— Я выполнял приказ, миледи.
А затем медленно, словно из него выпустили воздух, лорд Сейгер осел на пол.
И только теперь лорд Дарси и отец Патрик сообразили, что пуля сэра Гийома попала в лорда Сейгера, хотя до этой секунды он ничем не выдал этого.
У лорда Сейгера не было совести, однако по своей собственной инициативе он не был способен убить кого-либо, даже не мог просто защитить себя. Решения за него принимал сэр Джеймс. Лорд Сейгер был агентом короля, он мог убить без малейших колебаний, но — только по приказу сэра Джеймса; в остальном он был абсолютно безвреден. Сам он не мог принять решение, только — сэр Джеймс.
— Но...
Сэр Джеймс все еще не мог оторвать взгляда от лежащего на полу лорда Сейгера.

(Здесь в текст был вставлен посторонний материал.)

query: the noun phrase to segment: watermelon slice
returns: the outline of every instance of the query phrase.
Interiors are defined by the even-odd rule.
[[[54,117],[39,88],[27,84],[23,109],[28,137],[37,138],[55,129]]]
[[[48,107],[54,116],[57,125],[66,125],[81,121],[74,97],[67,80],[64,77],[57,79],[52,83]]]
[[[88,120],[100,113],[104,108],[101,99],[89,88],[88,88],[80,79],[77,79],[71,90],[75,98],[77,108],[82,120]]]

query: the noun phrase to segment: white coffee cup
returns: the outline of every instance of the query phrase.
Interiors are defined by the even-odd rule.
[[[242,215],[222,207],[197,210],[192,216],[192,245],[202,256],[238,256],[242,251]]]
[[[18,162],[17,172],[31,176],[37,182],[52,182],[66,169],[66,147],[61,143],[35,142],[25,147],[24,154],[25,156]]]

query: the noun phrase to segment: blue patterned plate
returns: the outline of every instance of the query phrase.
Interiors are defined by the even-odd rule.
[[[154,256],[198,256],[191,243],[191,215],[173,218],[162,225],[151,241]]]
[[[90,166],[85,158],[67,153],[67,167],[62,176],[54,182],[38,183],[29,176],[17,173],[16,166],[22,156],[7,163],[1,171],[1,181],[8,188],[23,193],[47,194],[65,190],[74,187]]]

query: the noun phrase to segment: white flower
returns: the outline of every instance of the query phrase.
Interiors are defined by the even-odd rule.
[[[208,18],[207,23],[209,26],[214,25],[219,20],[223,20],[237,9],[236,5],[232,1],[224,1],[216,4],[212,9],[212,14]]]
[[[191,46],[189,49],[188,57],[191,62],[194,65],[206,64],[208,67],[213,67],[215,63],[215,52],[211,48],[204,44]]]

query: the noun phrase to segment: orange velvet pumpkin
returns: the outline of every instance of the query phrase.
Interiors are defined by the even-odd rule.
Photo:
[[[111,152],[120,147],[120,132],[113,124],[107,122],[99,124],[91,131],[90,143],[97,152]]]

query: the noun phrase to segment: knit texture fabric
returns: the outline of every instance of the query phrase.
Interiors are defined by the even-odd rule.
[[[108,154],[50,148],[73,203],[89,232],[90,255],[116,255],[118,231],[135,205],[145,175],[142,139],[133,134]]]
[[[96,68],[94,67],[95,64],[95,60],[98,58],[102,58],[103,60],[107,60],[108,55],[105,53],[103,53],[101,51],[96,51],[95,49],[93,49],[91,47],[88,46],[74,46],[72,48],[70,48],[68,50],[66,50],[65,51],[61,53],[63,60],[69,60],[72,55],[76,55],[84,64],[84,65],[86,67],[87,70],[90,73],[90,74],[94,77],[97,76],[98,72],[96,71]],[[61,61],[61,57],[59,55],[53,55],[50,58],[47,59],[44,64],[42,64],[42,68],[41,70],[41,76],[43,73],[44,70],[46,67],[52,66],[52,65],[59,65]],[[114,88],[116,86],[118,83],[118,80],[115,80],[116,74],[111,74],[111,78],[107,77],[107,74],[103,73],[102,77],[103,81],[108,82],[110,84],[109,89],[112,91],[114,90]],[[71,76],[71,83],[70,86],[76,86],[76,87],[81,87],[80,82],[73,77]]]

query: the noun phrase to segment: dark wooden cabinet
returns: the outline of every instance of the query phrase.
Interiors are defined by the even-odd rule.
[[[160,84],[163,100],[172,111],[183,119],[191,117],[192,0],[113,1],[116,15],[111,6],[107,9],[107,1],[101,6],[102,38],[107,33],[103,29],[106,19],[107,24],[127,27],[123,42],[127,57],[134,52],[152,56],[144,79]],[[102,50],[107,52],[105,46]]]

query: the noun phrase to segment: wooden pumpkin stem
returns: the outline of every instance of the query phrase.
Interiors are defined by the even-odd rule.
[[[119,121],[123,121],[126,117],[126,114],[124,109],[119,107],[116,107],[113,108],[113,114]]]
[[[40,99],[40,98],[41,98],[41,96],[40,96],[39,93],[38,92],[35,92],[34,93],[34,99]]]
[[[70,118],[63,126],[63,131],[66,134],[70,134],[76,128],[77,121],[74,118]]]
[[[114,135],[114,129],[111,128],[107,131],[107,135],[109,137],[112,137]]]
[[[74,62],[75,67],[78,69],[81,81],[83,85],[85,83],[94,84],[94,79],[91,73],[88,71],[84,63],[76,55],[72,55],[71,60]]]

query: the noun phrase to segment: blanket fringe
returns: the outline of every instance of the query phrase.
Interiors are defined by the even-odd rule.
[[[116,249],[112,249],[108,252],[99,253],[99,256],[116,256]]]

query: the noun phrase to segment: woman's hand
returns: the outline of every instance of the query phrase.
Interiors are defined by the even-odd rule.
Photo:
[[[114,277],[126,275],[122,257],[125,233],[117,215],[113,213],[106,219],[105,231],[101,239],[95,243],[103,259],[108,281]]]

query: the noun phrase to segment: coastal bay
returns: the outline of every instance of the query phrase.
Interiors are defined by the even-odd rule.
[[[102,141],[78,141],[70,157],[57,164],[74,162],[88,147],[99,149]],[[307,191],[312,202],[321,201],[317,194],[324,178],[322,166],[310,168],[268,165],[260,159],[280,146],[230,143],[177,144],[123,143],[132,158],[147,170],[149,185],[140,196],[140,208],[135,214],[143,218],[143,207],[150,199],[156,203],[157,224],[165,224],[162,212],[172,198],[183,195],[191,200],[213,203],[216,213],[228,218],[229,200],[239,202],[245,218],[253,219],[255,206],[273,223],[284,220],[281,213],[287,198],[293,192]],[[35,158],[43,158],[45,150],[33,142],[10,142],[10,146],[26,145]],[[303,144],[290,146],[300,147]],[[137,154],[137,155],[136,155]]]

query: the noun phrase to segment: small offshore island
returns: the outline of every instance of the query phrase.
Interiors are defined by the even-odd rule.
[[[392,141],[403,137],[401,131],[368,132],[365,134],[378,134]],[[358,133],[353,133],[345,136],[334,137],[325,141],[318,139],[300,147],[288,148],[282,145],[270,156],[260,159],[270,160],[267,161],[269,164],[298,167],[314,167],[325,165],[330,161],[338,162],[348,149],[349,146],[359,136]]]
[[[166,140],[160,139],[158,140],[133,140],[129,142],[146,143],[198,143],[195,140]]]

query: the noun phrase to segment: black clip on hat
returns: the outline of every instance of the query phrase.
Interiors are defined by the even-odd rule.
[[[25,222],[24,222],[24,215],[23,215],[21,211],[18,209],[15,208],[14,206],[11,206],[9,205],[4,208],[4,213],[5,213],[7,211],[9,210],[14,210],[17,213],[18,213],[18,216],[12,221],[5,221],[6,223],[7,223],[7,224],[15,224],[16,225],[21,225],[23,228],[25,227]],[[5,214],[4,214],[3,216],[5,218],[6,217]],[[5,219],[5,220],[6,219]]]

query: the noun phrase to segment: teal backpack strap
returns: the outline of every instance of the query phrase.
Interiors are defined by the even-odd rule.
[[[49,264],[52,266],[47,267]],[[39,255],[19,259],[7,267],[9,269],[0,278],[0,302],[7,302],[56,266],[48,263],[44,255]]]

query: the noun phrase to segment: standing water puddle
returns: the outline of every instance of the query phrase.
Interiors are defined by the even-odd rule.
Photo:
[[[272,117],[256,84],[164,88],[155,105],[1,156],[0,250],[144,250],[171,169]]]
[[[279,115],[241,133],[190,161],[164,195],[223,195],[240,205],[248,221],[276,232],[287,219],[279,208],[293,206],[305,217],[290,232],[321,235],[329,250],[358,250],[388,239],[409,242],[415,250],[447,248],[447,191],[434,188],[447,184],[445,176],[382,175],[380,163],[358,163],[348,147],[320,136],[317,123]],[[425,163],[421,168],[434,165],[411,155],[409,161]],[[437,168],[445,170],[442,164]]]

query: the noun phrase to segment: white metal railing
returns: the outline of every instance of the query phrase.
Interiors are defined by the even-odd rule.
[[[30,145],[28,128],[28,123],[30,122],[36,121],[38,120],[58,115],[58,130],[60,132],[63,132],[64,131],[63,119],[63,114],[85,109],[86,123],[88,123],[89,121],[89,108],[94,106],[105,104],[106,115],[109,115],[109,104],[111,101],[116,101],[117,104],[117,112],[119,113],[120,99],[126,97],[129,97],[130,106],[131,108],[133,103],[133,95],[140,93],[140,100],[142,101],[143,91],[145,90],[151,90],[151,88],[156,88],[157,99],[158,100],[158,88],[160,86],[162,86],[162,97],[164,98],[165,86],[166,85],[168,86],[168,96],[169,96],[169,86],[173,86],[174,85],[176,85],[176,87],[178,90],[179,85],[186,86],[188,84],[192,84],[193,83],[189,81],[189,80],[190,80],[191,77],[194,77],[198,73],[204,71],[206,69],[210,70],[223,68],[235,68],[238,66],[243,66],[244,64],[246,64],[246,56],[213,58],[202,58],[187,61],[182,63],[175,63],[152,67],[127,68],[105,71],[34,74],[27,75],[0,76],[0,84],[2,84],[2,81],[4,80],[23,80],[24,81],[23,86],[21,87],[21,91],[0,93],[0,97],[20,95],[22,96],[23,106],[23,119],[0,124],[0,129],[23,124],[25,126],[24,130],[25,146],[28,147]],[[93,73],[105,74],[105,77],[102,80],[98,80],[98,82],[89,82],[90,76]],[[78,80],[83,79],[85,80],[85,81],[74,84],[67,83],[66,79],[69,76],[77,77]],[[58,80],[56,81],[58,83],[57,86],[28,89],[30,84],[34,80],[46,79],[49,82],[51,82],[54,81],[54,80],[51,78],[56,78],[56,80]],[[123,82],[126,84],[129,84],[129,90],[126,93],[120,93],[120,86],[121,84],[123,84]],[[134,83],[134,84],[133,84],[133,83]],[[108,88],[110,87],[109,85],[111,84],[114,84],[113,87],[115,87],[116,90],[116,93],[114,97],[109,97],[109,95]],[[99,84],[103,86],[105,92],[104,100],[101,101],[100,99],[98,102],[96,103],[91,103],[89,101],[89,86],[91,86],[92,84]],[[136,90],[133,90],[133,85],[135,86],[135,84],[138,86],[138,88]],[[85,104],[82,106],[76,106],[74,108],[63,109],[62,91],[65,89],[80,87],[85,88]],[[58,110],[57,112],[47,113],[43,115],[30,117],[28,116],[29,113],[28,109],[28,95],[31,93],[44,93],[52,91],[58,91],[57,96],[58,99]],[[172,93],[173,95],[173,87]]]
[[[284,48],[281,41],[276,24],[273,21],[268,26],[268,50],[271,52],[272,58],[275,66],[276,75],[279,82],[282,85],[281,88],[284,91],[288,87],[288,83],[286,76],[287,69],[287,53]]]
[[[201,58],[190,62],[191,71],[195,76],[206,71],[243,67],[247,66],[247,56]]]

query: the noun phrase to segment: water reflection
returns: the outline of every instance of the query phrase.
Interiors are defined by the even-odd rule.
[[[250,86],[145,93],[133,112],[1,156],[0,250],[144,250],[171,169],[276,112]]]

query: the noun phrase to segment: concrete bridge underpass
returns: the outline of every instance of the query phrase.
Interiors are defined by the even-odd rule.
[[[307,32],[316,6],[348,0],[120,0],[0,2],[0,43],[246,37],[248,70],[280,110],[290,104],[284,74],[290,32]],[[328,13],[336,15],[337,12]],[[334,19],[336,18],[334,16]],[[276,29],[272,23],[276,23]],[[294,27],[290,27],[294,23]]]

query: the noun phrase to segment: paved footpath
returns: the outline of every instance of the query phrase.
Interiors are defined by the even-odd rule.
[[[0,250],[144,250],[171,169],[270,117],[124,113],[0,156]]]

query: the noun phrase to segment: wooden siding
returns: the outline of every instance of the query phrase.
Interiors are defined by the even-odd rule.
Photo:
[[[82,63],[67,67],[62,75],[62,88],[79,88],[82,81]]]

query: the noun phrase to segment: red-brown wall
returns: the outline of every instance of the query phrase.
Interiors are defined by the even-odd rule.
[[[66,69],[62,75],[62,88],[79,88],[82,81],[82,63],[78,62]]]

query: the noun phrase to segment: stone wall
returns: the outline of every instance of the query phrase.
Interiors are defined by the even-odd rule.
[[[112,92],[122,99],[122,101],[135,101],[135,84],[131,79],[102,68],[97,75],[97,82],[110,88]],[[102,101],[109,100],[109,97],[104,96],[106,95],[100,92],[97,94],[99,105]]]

— Но как он мог? Я же ему не приказывал.
— Нет, вы приказали, — устало откликнулся лорд Дарси. — На корабле. Вы приказали ему уничтожить предателей. И теперь, когда вы обвинили сэра Гийома в измене, лорд Сейгер мгновенно начал действовать. Он наполовину обнажил свою рапиру еще до того, как сэр Гийом добрался до своего пистолета. Он совершенно хладнокровно убил бы сенешаля, если бы тот даже и не шелохнулся. Он был вроде газового фонаря, сэр Джеймс. Вы его включили — и забыли выключить.
Ричард, герцог Нормандский, посмотрел на лежащее у его ног тело. Лицо лорда Сейгера совсем не изменилось. При жизни на этом лице редко бывало какое-либо выражение. Не было на нем выражения и сейчас.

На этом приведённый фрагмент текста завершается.